Drill joined the Detroit Tigers in July 1904. During the 1904 and 1905 seasons, he appeared in 123 games for the Tigers and compiled a .253 batting average and a .353 on-base percentage. According to a letter in the Detroit Tiger records in the Detroit public library Frank Navin, secretary and future owner of the Detroit Tigers, offered him a contract for the 1906 season. Drill, who was making more money as a lawyer turned down the offer.

In 293 major league games, Drill had a .258 batting average and .353 on-base percentage. His .359 on-base percentage in 1904 was the sixth highest in the American League.

Although his major league career ended in 1905, he continued playing in the minor leagues for another four years with the St.
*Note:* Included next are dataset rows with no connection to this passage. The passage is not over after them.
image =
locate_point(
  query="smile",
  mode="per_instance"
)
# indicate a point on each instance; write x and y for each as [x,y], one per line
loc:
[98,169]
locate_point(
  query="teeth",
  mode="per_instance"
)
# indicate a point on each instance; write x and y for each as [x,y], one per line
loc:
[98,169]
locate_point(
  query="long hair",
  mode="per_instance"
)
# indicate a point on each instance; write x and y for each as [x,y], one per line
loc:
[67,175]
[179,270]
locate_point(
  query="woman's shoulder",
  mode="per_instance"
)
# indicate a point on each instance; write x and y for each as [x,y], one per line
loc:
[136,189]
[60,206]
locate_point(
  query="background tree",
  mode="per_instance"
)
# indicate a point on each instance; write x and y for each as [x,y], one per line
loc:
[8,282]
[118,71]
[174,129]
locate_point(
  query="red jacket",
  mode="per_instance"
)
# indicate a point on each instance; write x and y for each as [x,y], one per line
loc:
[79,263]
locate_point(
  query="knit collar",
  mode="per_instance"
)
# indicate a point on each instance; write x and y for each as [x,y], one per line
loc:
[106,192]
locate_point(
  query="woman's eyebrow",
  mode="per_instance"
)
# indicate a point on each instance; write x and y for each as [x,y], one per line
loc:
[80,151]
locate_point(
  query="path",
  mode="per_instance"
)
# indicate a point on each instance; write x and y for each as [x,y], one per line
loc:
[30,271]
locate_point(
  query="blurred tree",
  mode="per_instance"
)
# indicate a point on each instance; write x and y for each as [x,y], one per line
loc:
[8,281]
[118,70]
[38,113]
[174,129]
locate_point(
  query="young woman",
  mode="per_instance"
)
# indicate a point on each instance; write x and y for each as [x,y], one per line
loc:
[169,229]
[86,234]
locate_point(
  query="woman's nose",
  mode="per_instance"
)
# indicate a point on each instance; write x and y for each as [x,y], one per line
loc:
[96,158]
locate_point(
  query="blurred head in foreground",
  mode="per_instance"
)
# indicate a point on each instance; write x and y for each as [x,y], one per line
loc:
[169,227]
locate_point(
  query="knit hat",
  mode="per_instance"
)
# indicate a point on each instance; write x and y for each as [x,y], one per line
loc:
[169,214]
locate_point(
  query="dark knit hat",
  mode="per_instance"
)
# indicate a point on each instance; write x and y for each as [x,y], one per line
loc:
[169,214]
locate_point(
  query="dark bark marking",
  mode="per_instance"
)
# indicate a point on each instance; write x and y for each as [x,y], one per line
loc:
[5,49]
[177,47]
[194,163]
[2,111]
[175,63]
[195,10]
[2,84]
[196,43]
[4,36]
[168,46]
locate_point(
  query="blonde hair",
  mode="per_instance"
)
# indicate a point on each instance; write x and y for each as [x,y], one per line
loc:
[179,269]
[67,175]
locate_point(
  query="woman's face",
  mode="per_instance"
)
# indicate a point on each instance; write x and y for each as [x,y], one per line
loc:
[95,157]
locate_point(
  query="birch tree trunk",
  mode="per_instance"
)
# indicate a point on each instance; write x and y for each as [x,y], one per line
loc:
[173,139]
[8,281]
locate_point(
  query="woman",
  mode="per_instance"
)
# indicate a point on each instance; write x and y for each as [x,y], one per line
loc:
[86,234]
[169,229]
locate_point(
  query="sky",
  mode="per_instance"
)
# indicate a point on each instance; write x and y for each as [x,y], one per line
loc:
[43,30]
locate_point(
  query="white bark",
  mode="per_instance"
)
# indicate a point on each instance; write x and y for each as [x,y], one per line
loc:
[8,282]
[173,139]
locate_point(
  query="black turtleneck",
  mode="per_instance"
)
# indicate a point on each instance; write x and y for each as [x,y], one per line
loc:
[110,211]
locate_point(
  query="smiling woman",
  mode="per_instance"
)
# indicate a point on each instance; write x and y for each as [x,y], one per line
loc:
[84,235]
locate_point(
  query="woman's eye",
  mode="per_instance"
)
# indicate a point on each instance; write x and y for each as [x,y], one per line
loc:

Paul Saints (1906), Pueblo Indians (1907), Terre Haute Hottentots (1908), and Superior Blues (1909). He also served as the manager of Terre Haute in 1908 and then for the Monmouth Browns (Illinois-Missouri League) in 1910.

==Later years==
Drill was a lawyer. Even during his playing career, he was a member of the Drill, Downing and Drill Law Collectors firm in St. Paul, Minnesota, attending to business during the winter months. He later became district attorney from 1929 to 1931 and the United States Attorney for Minnesota. He died in 1969 in St. Paul at age 92.